As if sensing my presence, Veritus suddenly stared towards my hiding place, his crimson eyes boring deep into the core of my soul. I was too numbed, too tired to feel anything, but a great sorrow gripped me tightly, closely when I saw Veritus baring his fangs and screamed a silent mourning cry... a drop of crimson tear falling from his deaden eyes...

He knows…


I glanced at poor Rickma’s glazed eyes, he was like a grandfather to me, his calm steadfast faith comforts me, but now his eyes seemed to tell me something else. Had Olith really failed him? Failed us? Why did Olith not protect us, why didn’t he shield his faithful? Oh Rickma, I have learnt that gods aren’t omnipotent after all. The very existence of evil had proven this, had it not?

I knew not what had changed, but everything felt so different now. A grim determination latched on me, a dark burning desire filled my soul. I hid no more. With an ancient dagger in hand, I walked into the moonless night, towards the crazed laughter…


From his hidden alcove, the thing that was Veritus smiled and whispered silently. “All is well master.”


I do not understand my demon; I never could, not then, not now, and perhaps never. I knew not when my fears transformed into a dark clouded bloodlust. I could only observe my frail ten years old form marched grimly towards a senseless vengeance?

Across the village square, was the pale youth, the arrogant necromancer who brought this blight upon us. I glared at his raving form with unspoken hatred, and stormed towards him. No one, nothing noticed my approach. Not the wandering dead, not the tall slender figure beside the vile necromancer, his back was turned away. Perhaps Olith was with me, I thought to myself. And when I was but a few pace away from the raving necromancer, I raised my blade, its blade glimmering even in such moonless night. But still, no one noticed or cared; I plunged the ancient dagger into the murderer of my home. The metallic taste of his blood was heavenly; I plunged the glowing dagger again, the ecstasy of his lifeblood driving me on. I was lost to the bloodcraze I never knew I had. I knew I had a tainted soul – it was touched by the devil.

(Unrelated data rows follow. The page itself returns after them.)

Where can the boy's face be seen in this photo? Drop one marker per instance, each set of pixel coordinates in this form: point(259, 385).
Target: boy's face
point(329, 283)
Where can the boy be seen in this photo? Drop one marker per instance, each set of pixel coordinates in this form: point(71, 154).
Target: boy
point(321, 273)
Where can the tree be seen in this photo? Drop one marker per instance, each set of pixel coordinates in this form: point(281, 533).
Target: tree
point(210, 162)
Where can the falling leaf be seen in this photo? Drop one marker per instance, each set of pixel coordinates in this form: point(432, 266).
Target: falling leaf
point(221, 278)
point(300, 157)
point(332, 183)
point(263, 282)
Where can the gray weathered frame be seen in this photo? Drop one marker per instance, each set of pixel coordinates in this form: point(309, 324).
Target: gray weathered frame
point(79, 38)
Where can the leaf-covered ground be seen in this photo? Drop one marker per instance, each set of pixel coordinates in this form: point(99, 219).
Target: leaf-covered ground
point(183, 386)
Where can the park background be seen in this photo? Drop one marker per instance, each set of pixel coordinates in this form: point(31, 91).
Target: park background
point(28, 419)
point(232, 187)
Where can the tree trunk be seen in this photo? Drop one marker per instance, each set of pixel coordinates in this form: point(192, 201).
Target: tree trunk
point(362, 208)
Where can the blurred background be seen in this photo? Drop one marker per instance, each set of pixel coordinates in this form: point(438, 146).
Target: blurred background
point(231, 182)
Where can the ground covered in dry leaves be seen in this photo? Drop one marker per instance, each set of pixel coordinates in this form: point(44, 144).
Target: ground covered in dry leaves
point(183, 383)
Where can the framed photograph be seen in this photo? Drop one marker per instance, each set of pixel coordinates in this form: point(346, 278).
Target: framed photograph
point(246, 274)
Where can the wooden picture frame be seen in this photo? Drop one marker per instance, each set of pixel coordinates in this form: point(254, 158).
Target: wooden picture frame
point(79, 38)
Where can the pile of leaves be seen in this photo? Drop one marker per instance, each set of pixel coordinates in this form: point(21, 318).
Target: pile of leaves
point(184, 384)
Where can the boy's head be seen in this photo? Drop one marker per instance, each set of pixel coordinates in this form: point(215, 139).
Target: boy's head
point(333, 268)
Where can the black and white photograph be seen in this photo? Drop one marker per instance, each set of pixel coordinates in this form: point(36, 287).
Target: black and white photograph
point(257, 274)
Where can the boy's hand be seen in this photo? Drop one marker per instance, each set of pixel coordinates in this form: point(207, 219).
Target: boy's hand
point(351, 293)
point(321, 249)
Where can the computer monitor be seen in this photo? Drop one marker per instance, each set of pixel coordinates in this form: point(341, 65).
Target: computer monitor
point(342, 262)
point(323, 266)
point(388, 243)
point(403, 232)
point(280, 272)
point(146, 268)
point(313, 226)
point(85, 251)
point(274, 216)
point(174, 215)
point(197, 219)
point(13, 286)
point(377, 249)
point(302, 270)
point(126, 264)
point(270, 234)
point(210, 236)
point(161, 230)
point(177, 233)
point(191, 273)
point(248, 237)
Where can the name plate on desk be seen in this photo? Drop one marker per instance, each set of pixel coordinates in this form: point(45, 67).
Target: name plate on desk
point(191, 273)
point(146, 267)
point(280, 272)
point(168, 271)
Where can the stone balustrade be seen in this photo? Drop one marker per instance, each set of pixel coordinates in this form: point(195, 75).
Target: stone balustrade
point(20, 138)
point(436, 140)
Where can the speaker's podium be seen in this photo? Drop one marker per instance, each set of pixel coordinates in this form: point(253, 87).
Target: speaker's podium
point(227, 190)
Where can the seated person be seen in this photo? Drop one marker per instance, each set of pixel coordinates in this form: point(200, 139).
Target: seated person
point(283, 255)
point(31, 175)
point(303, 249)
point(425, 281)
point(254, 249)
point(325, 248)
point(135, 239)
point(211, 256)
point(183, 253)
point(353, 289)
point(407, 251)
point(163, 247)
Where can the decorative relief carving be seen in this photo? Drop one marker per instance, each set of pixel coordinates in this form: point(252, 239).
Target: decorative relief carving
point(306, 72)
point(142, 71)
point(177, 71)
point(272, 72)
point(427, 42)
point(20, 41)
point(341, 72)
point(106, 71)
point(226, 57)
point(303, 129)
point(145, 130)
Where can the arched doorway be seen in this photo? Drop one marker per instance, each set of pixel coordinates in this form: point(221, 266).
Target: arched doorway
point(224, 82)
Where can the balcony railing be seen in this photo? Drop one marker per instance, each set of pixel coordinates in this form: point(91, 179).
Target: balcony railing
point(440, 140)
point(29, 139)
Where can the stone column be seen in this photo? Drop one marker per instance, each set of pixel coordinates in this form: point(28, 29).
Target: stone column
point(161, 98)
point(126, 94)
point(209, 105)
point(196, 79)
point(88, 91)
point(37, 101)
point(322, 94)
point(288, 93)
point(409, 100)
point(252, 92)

I rose and saw my beloved twin beside me; he smiled approvingly at my bloodstained form. But it was the eyes of the one who stood behind him, which caught my attention. He stood with an unnatural grace, and his eyes were steely gray but hypnotically so. He approached me, and I could hear my blood gushing past my ears, my heart pounding with awe – he is an angel, I was sure of it. I smiled when he gave me his kiss.

“No master!” Someone whined. “You promised me!”

The angel gave the speaker a great shove before turning his attention back to me. I could hear the splintering woods as the speaker was sent crashed onto something in a distance, before darkness claimed me.